The Medieval Banquet is an evening of dining and medieval entertainment held underground at St Katherine Docks, near Tower Bridge. You'll get over two hours of singers, contortionists, jugglers and magicians to entertain you while enjoying a four-course meal.
This is an evening of theater and dining and isn't a history lesson and there are no gags about the royalty of the time.,
Where is The Medieval Banquet?
Address: The Medieval Banquet, Ivory House, St Katharine Docks, London E1W 1BP
St Katherine Docks used to house valuable cargoes from across the world and had a reputation for wealth. The Medieval Banquet is held in the Victorian Ivory House built in 1852. This was one of the warehouses designed with extensive vaults to store luxury goods and these vaults are now the restaurant venue. This means the restaurant is divided into smaller seating areas to each side and the entertainment takes place along the central corridor.
Note, it's well worth arriving early and having a walk around St Katherine Docks, as there are some incredible boats moored here, almost next to the Tower of London.
The Medieval Banquet is on Wednesday to Sunday evenings, with an earlier start time on Sundays. Families are encouraged to book on Sundays.
Doors open 30-45 minutes before the entertainment starts, but do arrive promptly, as there is lots to do in that time. At the door, you get given a ticket which notes your seating area and then downstairs you are led to your table. Each section has two long tables so you will be seated with other parties. Get to know your new friends, as you'll be laughing and dancing together later.
Our section was named after the Tower of London and the one opposite was Kensington Palace.
Once you've got your allocated seating you can go to the rails and choose a costume, as dressing up is fun whatever your age. Men have lots of long tabards which are great for any size, and the women's dresses have a lot of stretch so there should be something to suit everyone. There are some children's costumes too. Do note, there is an additional £10 costume hire charge, which you can pay on the evening. If donning a velvet ankle length gown is not for you, there are crowns to buy too, so you can still join in.
Before the main entertainment there are jugs of water on the table, but if you want something else to drink the bar is open.
Seated at the end of the room is King Henry VIII watching over us all from his throne. Don't be shy, as he's quite friendly, and you can go and sit with him and have your photo taken.
Back at your table, a knight comes round to welcome everyone and to show card tricks. He asks about birthdays and special celebrations, so do let him know if you need anything special.
You will get introduced to your server for the evening who openly encourages you to shout "Wench!" when you need her to come over. The staff are a real asset here as everyone is friendly and polite, and set you at ease in the slightly surreal setting.
When the entertainment starts you need to stay in your seat during the performances, but you are welcome to get up while the food is being served. There's entertainment between each of the courses culminating with a sword fight finale.

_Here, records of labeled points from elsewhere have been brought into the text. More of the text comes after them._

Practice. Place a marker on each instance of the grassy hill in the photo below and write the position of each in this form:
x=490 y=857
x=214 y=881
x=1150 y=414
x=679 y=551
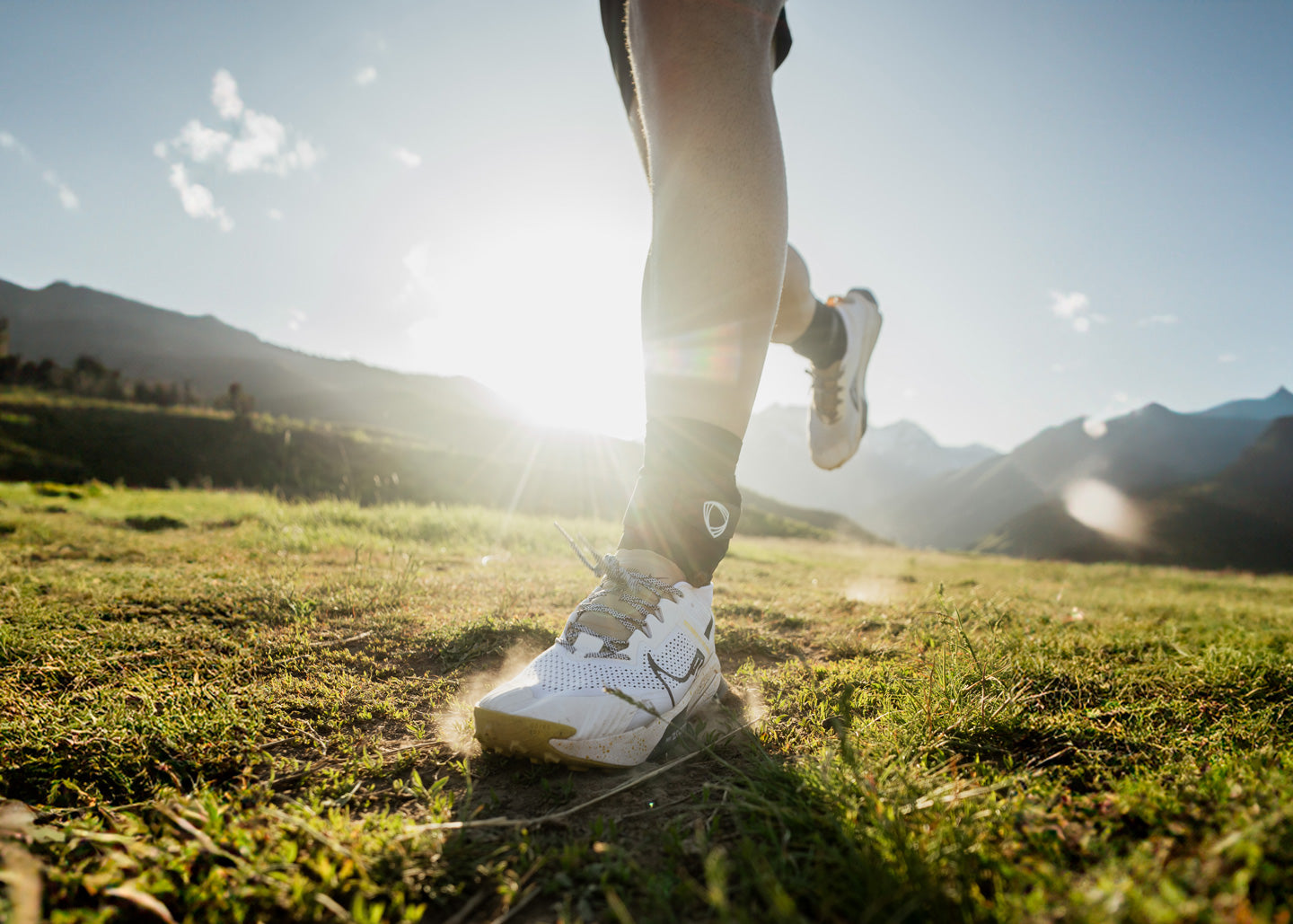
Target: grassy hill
x=67 y=440
x=224 y=706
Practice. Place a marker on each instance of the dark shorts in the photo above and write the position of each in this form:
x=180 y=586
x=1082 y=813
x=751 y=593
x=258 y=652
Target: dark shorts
x=616 y=27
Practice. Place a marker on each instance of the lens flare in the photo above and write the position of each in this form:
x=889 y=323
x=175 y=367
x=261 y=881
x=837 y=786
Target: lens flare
x=1104 y=508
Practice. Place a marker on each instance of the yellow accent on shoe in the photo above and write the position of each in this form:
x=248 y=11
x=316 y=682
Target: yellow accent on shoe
x=522 y=735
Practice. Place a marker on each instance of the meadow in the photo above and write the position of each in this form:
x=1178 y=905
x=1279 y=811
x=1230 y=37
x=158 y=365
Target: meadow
x=229 y=707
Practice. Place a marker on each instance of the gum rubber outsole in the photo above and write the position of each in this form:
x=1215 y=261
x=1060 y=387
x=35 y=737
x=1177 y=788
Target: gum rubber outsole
x=525 y=737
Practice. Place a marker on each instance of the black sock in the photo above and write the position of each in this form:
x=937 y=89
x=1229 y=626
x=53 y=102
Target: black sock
x=685 y=506
x=825 y=340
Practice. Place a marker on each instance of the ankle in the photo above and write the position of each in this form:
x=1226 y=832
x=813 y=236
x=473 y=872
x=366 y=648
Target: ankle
x=825 y=340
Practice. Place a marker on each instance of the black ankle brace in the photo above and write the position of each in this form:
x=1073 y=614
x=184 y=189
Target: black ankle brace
x=685 y=506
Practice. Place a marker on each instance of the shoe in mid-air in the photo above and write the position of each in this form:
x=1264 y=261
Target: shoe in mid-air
x=635 y=659
x=837 y=419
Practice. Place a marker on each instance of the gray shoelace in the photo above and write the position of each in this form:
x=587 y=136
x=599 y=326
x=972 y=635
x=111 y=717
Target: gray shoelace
x=617 y=582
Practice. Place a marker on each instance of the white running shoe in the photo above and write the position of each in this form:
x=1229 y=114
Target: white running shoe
x=837 y=419
x=637 y=658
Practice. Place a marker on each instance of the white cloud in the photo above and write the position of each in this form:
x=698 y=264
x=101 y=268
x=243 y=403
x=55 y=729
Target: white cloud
x=1076 y=309
x=1069 y=305
x=197 y=199
x=66 y=198
x=202 y=144
x=408 y=158
x=1094 y=427
x=258 y=144
x=224 y=94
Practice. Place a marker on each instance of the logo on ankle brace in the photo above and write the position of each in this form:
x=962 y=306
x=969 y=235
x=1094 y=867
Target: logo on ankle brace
x=710 y=508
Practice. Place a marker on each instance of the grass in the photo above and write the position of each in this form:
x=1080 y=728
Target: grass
x=223 y=707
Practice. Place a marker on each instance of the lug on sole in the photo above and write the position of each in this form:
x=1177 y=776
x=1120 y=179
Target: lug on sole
x=523 y=737
x=533 y=738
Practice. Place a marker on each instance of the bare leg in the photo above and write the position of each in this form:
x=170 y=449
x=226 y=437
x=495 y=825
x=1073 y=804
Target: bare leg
x=796 y=304
x=717 y=264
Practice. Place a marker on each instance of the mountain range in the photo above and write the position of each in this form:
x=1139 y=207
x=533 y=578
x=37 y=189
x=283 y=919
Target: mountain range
x=1210 y=488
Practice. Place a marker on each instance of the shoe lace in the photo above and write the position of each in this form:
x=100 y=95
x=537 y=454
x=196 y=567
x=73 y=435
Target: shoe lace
x=617 y=582
x=828 y=391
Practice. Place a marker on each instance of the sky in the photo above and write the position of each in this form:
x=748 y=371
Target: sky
x=1064 y=208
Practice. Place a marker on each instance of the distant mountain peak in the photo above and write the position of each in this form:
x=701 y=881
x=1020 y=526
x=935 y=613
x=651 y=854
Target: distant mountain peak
x=1278 y=403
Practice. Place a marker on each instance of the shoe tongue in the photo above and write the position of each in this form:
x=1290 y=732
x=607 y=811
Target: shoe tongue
x=634 y=559
x=644 y=561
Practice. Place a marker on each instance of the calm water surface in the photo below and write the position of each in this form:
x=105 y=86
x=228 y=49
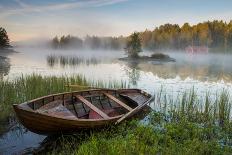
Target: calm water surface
x=209 y=72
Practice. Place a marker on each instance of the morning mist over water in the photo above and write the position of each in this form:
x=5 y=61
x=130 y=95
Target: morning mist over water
x=115 y=77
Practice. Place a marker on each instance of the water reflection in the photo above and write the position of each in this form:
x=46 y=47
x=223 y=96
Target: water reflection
x=133 y=72
x=53 y=60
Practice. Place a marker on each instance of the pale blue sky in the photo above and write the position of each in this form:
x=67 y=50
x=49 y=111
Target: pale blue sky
x=27 y=19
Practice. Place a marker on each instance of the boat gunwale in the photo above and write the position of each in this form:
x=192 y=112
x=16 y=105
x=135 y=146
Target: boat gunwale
x=23 y=105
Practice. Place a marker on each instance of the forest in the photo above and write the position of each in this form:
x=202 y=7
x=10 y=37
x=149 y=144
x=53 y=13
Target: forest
x=216 y=35
x=4 y=39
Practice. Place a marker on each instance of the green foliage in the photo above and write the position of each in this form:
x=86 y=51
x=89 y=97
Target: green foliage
x=133 y=46
x=187 y=129
x=215 y=34
x=4 y=40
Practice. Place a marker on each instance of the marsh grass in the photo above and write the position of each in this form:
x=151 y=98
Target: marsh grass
x=185 y=125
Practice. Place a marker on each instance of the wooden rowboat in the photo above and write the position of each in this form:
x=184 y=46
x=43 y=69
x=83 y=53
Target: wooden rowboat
x=67 y=112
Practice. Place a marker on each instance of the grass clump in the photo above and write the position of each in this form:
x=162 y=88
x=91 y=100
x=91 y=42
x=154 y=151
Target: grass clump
x=189 y=126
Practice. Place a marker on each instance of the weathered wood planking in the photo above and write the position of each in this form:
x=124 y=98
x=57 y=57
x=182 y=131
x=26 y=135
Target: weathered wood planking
x=56 y=113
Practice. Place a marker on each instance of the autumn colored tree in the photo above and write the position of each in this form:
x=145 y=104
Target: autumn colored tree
x=4 y=39
x=133 y=46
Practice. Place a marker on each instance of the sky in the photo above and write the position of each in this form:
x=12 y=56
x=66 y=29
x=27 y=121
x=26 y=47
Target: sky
x=30 y=19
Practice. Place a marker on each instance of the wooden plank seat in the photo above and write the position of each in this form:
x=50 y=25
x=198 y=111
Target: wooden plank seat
x=93 y=107
x=56 y=108
x=118 y=101
x=109 y=112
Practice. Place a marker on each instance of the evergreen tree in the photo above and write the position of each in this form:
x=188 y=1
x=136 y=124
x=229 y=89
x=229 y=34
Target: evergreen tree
x=4 y=40
x=133 y=46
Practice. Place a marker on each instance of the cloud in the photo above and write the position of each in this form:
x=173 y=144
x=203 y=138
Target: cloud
x=25 y=8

Instead of clapping you are asked to bang your fists on the table and make a lot of noise to show your appreciation.
The performances include singers and musicians performing songs from the Middle Ages, 'jesters' juggling while upside down and a contortionist twisting her body within a large hoop. Some of the entertainment is a cross between opera and circus skills, and all is of a high standard. Some of the singers will walk between the tables and sit down to join diners.
Food and Drink
There are beer tankards on the table for all the drinks and you can ask for more glasses, if required. Every table has big jugs of water, then jugs of ale and carafes of red and white wine are brought to the table and replenished as often as needed. Children can have apple juice which my daughter liked as it looked as if she was drinking cider.
There's a ceremony about bringing the food as your 'wench' stands in front of the tables with large cauldrons before you banged the table to be served.

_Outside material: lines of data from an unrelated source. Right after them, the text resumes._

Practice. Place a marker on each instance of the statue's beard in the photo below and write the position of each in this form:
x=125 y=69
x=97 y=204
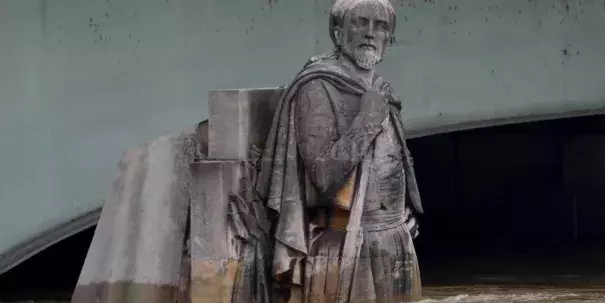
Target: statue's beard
x=365 y=58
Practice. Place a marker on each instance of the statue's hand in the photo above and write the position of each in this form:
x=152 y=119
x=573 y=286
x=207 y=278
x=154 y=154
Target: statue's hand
x=411 y=223
x=374 y=107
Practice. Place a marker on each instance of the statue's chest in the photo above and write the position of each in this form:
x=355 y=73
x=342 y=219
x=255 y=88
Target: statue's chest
x=346 y=107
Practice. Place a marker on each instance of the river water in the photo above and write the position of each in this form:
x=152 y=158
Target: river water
x=503 y=294
x=539 y=277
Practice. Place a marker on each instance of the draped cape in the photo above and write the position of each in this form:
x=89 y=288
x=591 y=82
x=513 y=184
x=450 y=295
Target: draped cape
x=281 y=175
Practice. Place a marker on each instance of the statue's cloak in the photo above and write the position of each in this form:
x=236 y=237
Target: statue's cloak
x=282 y=181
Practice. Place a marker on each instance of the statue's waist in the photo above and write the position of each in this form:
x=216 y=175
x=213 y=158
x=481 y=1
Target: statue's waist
x=338 y=218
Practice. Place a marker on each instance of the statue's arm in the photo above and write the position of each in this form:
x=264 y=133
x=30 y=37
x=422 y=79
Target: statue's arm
x=329 y=158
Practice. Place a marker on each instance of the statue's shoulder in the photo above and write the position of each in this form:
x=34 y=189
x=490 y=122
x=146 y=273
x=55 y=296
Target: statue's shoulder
x=317 y=87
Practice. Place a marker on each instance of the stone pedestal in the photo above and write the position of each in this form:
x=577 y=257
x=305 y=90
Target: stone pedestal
x=229 y=231
x=238 y=119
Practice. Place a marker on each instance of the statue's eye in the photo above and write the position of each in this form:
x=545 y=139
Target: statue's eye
x=382 y=25
x=361 y=21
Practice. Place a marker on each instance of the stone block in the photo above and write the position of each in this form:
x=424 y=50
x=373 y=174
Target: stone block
x=238 y=119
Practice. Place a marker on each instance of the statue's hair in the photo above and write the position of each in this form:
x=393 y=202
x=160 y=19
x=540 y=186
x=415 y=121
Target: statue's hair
x=337 y=18
x=341 y=7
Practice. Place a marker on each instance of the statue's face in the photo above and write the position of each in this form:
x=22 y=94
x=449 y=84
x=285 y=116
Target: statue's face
x=365 y=33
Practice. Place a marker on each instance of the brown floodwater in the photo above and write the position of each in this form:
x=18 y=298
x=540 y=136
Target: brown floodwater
x=577 y=276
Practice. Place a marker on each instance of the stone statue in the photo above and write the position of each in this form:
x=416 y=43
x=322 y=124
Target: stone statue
x=317 y=206
x=337 y=173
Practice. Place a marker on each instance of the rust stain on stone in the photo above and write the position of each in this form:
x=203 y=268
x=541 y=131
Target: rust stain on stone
x=123 y=292
x=213 y=280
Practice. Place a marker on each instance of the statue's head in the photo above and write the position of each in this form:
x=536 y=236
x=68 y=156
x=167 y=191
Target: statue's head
x=362 y=29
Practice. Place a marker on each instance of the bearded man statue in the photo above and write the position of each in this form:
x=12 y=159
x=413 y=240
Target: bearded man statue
x=338 y=175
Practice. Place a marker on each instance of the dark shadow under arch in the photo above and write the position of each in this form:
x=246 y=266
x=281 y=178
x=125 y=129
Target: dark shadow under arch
x=515 y=200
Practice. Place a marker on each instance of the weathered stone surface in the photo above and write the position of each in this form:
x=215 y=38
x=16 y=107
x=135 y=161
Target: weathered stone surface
x=229 y=235
x=238 y=119
x=139 y=247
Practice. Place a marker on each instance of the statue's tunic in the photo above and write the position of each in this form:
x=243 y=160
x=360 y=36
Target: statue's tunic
x=387 y=269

The first course is a hearty vegetable soup with thick bread we had to break and share. No spoons are provided. The next course is a pate served with cheese, tomatoes and rocket salad. There are vegetarian options so do book this in advance if you have particular dietary requirements. The main is chicken and roast vegetables; dessert is apple pie, or ice-cream for the children.
It's Not the End
When you've finished your meal and the sword fight has been won your 'wench' will get you all up dancing with them: first circle dancing, followed by a freestyle dance time to pop music.
Anything to Change?
The toilets are spacious, and have a useful area with mirrors to help you check your outfit, but the actual toilets could do with an upgrade. There is also no wifi and limited phone reception. However, these are minor issues in an otherwise great experience.